The sheer fact that an ailment existed earlier can be ascertained through case histories of doctors. Whenever insurance companies suspect the same, they seek out surgical documents and other information from the hospital in question. Most of the time, this ends up revealing the truth since the entire case history and medical details of the patient are accurately available with hospitals. Most people hide diseases such as diabetes, hypertension, neurological ailments like epilepsy and internal cysts. Whenever a claim is rejected, patients often get furious but in many cases, the hiding of pre-existing diseases was something done deliberately. However, many insurance companies would also classify almost everything they can as pre-existing. There are scenarios where simple comments by the doctor or a differential diagnosis like blood sugar has led to claims being turned down.
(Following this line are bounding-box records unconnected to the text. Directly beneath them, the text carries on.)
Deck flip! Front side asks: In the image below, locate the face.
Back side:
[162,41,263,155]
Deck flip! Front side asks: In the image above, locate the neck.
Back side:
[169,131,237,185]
Get Resolutions for Insurance Complaints

In many situations, the prime hospitalization cause remains highly subjective. For instance, pre-existing piles or the newly diagnosed ulcer may both have been reasons behind a sharp fluctuation in haemoglobin levels. Once the insurance company takes its own decision regarding this, it is hard to get claims approved. Global travel and life insurance claims are also turned down due to non-disclosure of any pre-existing medical ailments. In case of vehicle insurance, many claims are rejected on account of negligence on part of the driver. Companies ferret out signs of the same through medico-legal or police reports. The accident description has to be consistent to the surveyor, investigators, insurer and all other parties. There are other reasons for rejection, namely that the vehicle has personal insurance but is used commercially.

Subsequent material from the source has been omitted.